Posted: Fri Sep 13, 2019 12:26 am
by neilgodfrey
Ben C. Smith wrote:
Fri Aug 02, 2019 12:30 am
Odd that, years after these gospel texts were penned, there should be a Jewish tradition which has the Messiah ben Joseph/Ephraim meeting with Israelites in Galilee and then marching to Jerusalem, where, according to a few texts, he is slain. . . . .

Or could there have been an earlier Jewish tradition linking the Messiah ben Joseph with Galilee, a connection which early Christians exploited in their stories about their own Messiah ben Joseph, as it were?
The notion that rabbis would engage Christian beliefs about the messiah by interpreting their texts to similarly propose a dying messiah, a Galilean provenance, a resurrection, a son of Joseph, a journey to Jerusalem, and so forth is indeed difficult to swallow. Daniel Boyarin made that point bluntly in The Jewish Gospels:
This commonplace view (that the Jewish slain messiahs were a response to Christianity) has to be rejected completely. The notion of the humiliated and suffering Messiah was not at all alien within Judaism before Jesus’ advent . . .
Such ideas found in the rabbinic writings are best explained as originating in pre-Christian times. I've quoted Boyarin and others (who make similar arguments) at some length in Suffering and Dying Messiahs: Typically Jewish Beliefs.

There were various traditions, not just one, about various messiahs, some dying, many suffering, in the pre-Christian literature.

Re: Messiah ben Joseph & Galilee; Messiah ben David & Judea.

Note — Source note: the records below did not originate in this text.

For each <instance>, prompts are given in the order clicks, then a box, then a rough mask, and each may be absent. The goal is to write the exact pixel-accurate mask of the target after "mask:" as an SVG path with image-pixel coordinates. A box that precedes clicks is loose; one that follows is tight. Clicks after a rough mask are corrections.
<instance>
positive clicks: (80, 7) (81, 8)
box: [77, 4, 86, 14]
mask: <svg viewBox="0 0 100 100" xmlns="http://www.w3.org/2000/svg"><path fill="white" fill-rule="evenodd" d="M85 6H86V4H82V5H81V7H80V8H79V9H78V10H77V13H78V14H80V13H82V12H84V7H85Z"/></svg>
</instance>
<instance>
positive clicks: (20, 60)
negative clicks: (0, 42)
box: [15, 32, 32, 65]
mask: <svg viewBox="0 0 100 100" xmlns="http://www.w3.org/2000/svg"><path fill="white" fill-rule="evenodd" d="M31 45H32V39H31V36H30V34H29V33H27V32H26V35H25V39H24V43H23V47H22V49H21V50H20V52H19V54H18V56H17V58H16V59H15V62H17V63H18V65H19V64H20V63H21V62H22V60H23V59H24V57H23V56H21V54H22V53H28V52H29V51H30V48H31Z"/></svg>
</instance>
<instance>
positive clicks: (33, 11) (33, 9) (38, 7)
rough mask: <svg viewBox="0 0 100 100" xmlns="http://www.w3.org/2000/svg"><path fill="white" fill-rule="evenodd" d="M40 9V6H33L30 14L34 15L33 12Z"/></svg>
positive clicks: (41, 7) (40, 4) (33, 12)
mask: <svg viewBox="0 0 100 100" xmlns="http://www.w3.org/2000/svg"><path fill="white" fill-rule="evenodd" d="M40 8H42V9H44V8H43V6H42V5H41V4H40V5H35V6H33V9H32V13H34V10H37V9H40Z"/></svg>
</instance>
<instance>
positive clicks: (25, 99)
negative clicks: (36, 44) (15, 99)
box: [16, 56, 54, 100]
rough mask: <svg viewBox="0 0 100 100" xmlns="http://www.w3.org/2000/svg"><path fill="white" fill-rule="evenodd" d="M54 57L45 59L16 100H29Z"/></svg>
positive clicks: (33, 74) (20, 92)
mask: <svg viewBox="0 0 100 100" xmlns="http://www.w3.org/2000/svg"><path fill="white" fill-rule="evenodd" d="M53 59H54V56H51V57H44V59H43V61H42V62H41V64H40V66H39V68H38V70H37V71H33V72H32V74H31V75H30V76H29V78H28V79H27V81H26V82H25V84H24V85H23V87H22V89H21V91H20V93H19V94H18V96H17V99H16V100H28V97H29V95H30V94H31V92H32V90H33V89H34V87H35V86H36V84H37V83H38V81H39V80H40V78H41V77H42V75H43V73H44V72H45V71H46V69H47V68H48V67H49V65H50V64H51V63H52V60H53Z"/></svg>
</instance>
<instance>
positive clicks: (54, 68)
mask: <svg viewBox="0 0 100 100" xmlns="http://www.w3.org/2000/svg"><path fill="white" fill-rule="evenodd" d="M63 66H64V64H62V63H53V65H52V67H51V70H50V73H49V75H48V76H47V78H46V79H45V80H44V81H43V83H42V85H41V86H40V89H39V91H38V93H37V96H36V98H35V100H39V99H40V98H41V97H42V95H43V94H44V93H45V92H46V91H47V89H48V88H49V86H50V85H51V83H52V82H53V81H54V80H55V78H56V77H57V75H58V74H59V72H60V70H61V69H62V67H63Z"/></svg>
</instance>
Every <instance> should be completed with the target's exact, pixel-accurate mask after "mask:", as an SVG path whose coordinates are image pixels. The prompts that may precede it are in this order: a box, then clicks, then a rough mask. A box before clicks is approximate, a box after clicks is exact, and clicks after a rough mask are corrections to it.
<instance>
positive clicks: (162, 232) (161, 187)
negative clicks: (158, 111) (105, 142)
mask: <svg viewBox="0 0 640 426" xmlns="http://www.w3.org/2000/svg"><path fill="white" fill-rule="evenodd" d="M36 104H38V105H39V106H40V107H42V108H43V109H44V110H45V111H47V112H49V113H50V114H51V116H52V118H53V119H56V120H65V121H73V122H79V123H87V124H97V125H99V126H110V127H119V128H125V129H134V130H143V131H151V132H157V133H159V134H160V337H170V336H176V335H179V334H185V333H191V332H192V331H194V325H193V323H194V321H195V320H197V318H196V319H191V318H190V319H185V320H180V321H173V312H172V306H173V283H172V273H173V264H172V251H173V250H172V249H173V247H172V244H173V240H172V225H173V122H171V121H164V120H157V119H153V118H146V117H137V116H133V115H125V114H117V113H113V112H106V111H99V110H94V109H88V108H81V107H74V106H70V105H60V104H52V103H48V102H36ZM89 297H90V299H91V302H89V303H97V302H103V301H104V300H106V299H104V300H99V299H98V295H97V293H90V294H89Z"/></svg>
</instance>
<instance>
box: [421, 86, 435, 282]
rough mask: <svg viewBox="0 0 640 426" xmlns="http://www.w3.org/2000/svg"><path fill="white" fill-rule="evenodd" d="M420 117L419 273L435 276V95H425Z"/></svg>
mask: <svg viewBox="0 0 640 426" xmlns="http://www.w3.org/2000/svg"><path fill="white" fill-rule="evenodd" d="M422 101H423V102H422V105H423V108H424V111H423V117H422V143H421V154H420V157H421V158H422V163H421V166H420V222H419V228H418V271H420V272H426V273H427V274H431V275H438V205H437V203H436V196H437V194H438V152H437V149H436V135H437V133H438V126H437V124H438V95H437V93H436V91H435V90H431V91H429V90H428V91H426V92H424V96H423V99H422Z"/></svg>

Posted: Fri Sep 13, 2019 12:42 am
by neilgodfrey
It does not necessarily follow that the evangelists who crafted a Jesus narrative were drawing on any of those particular "traditions" about this or that messiah. A plausible scenario is that certain scriptural passages were being interpreted in a range of messianic ways and evangelists developed their own narrative details on the basis of the same scriptures -- all within a context of multiple viewpoints about those scriptures.